The grand arrivals were fairly punctual, and the very grand people all came. The unfortunate Emperor,–we must consider a man to be unfortunate who is compelled to go through such work as this,–with impassible and awful dignity, was marshalled into the room on the ground floor, whence he and other royalties were to be marshalled back into the banqueting hall. Melmotte, bowing to the ground, walked backwards before him, and was probably taken by the Emperor for some Court Master of the Ceremonies especially selected to walk backwards on this occasion. The Princes had all shaken hands with their host, and the Princesses had bowed graciously. Nothing of the rumour had as yet been whispered in royal palaces. Besides royalty the company allowed to enter the room downstairs was very select. The Prime Minister, one archbishop, two duchesses, and an ex-governor of India with whose features the Emperor was supposed to be peculiarly familiar, were alone there. The remainder of the company, under the superintendence of Lord Alfred, were received in the drawing-room above. Everything was going on well, and they who had come and had thought of not coming were proud of their wisdom.

But when the company was seated at dinner the deficiencies were visible enough, and were unfortunate. Who does not know the effect made by the absence of one or two from a table intended for ten or twelve,–how grievous are the empty places, how destructive of the outward harmony and grace which the hostess has endeavoured to preserve are these interstices, how the lady in her wrath declares to herself that those guilty ones shall never have another opportunity of filling a seat at her table? Some twenty, most of whom had been asked to bring their wives, had slunk from their engagements, and the empty spaces were sufficient to declare a united purpose.
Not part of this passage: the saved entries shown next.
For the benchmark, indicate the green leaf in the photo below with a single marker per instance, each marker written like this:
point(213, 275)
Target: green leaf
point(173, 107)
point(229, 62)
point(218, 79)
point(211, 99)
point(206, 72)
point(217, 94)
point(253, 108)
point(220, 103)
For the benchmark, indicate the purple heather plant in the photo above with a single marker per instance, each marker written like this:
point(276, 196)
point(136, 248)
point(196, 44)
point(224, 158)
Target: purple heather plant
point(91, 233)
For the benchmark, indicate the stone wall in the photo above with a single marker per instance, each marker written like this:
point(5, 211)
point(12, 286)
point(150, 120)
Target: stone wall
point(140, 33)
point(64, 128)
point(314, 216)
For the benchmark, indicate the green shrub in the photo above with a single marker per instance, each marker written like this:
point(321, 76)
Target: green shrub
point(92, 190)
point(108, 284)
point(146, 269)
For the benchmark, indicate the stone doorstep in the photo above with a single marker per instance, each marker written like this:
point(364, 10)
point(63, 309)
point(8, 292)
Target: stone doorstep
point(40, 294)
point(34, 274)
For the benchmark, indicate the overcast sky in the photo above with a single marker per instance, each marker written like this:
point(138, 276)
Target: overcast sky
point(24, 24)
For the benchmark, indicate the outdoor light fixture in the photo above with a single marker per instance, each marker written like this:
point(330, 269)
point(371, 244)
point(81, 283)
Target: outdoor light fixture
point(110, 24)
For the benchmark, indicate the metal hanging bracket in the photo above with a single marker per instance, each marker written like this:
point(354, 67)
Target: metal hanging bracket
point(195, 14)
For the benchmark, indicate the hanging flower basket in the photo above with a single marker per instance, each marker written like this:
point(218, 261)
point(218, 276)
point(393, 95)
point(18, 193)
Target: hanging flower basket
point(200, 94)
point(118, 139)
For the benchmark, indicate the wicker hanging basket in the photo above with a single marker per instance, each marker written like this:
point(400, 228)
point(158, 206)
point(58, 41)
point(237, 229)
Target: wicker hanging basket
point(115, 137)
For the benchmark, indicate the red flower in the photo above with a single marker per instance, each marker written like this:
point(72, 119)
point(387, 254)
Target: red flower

A week since it had been understood that admission for the evening could not be had for love or money, and that a seat at the dinner-table was as a seat at some banquet of the gods! Now it looked as though the room were but half-filled. There were six absences from the City. Another six of Mr Melmotte’s own political party were away. The archbishops and the bishop were there, because bishops never hear worldly tidings till after other people;–but that very Master of the Buckhounds for whom so much pressure had been made did not come. Two or three peers were absent, and so also was that editor who had been chosen to fill Mr Alf’s place. One poet, two painters, and a philosopher had received timely notice at their clubs, and had gone home. The three independent members of the House of Commons for once agreed in their policy, and would not lend the encouragement of their presence to a man suspected of forgery. Nearly forty places were vacant when the business of the dinner commenced.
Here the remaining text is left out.